I asked a movie critic friend to review Shattered Glass some 15 years ago (the review, like so many things, is also gone from the Internet). My friend liked it a lot, but he said that to him the conflict in the movie wasn’t between truth and lies, but between journalism and entertainment. He thought journalism hadn’t done enough philosophically to confront the fact that journalism basically is entertainment, that so many of the things that make good news are the same as the things that make good advertising. If I found another guy like Somerton who wasn’t as funny, would it even be worth it to me to expose him? My critic friend also said that Shattered Glass was good but couldn’t quite be great, because Stephen Glass’s victims were all abstract concepts, not real people.

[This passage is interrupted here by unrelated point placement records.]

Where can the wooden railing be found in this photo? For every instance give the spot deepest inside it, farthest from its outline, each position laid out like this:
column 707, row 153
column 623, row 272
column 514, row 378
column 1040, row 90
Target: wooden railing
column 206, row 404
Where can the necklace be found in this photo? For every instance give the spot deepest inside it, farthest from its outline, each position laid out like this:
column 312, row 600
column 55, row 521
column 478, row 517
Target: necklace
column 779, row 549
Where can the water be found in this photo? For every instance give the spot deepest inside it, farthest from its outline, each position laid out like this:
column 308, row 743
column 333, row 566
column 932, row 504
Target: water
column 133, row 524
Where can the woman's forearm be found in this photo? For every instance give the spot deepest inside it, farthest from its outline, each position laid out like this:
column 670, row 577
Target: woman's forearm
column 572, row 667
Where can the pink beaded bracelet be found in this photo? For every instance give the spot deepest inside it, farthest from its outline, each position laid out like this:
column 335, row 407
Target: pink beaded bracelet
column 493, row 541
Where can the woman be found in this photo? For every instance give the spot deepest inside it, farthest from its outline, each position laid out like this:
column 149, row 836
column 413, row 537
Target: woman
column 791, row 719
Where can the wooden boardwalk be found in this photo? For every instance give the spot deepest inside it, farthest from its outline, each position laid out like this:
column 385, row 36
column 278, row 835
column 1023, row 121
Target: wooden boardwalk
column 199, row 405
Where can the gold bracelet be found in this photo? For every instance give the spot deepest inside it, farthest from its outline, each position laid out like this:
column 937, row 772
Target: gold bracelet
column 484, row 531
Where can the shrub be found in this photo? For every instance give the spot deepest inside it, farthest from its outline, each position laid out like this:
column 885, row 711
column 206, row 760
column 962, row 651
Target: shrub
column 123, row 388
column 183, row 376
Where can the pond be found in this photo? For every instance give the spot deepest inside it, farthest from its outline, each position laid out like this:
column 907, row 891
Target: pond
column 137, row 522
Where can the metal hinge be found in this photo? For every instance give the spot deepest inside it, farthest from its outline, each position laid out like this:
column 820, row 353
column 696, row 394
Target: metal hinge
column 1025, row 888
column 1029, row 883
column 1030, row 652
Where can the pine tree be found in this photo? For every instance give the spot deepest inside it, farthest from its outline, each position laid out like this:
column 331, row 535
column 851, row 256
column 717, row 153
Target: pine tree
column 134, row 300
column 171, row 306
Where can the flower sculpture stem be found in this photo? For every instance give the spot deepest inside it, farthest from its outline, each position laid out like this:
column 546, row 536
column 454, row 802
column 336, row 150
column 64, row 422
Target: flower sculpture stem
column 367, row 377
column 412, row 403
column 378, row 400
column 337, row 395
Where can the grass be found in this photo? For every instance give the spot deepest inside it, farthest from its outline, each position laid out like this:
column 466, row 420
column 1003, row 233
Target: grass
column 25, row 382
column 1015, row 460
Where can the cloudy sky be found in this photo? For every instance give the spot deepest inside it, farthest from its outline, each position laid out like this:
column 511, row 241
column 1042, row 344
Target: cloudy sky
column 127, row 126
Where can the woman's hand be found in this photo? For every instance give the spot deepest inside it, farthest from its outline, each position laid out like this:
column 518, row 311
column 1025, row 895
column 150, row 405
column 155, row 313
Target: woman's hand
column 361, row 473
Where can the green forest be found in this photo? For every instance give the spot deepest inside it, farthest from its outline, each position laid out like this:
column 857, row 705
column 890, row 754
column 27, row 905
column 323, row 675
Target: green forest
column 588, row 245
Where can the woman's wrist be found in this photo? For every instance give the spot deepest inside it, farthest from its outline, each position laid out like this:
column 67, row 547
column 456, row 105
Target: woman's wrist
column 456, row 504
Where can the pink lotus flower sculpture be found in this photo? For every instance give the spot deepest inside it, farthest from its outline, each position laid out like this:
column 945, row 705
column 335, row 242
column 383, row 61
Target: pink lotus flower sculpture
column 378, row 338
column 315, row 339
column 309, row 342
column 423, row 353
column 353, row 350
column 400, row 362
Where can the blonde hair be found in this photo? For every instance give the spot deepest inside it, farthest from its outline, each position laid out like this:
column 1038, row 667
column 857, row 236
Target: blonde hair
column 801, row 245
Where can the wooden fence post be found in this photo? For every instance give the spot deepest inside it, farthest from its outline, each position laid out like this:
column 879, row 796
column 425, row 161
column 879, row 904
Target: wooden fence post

His crimes were against The Truth – Glass made up a fake story about misbehaving Young Republicans, and he didn’t smear anybody because they weren’t real. He didn’t hurt the reputation of any young Republicans, but he did hurt the reputation of Young Republicanism, just like when he made up a fake story about a teenage hacker holding a software company’s data for ransom, no one’s reputation got hurt, except the Internet’s reputation for safety. That’s just hard to turn into a movie that really hits. It’s hard to get people to care about abstract concepts like The Truth being damaged. I did my best. Now I can move on my life. Back to our regularly scheduled programming.